Recently, consulting giant Deloitte announced a new program, named “Evergreen,” designed to cut down the cost of implementing and operating hospital EHRs. Unfortunately, much of the Evergreen coverage in the health IT trade press was vague or downright wrong, as it suggested that Deloitte was actually going into the EHR business itself. The key point Deloitte sought to make — that it could implement and operate EHRs for 20% to 30% less than hospitals — did come across, but the rest was a bit jumbled.

Having spoken to Mitch Morris, global healthcare leader for Deloitte Consulting LLP, I can clarify much of what was confusing about the Evergreen announcement and subsequent coverage.  Here’s some key points I took away from my chat with Morris:

  • Evergreen is a suite of services, not a product:  Though some HIT editors seem to have been confused by this, Evergreen isn’t an EHR offering itself.  It’s a set of EHR implementation and operation services provided by Deloitte Consultants. Evergreen also includes a financing scheme allowing hospitals and health systems to obtain a new EHR by making a series of equal payments to Deloitte over five to seven years. (“It’s like leasing a car,” Morris noted.) This allows hospitals to get into the EHR without making an enormous upfront capital investment over the first 18 months.
  • Evergreen is only offered in tandem with an Epic purchase:  The Evergreen program arose from what Deloitte learned after doing a great deal of work with Epic EHRs, including the famous multi-billion install at Kaiser Permanente and an extensive rollout for large hospital system Catholic Health Initiatives. So at the outset, the program is only available to hospitals that want to go with Epic.  Deloitte is considering other EHR vendors for Evergreen partnership but has made no decisions as to which it might add to the program.
  • Both onshore and offshore services are available through Evergreen:  One might assume that Deloitte is offering lower implementation and operation costs by offshoring all of the work.  Not so, Morris says. While Deloitte does offer services based in India and Ireland, it also taps U.S. operations as needed.

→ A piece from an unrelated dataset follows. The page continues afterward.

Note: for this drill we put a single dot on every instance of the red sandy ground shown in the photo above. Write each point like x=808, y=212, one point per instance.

Clients can go with offshore labor, onshore labor or a mix of services drawing on both.
  • This is a new application services management offering for Deloitte:  While the consulting giant has been managing Oracle and SAP installations for clients for some time, managing EHR platforms is a new part of its business, Morris notes.

According to Morris, Deloitte expects Evergreen customers to include not only health systems and hospitals that want to switch EHRs system-wide, but also those which have done some acquisitions and want to put all of their facilities on the same platform. “It’s expensive for a health system to maintain two or three brands, but they often can’t afford the upfront capital costs of putting every hospital on the same EHR,” he said. “We smooth out the costs so they can just make a payment every month.”

This could certainly be a big score for Epic, which is likely to scoop up more of the EHR-switching systems if Deloitte helps the systems cope with the costs. And Deloitte is likely to get many takers. Let’s see, though, whether it can actually follow through on the savings it promises. That could change the EHR game as we know it.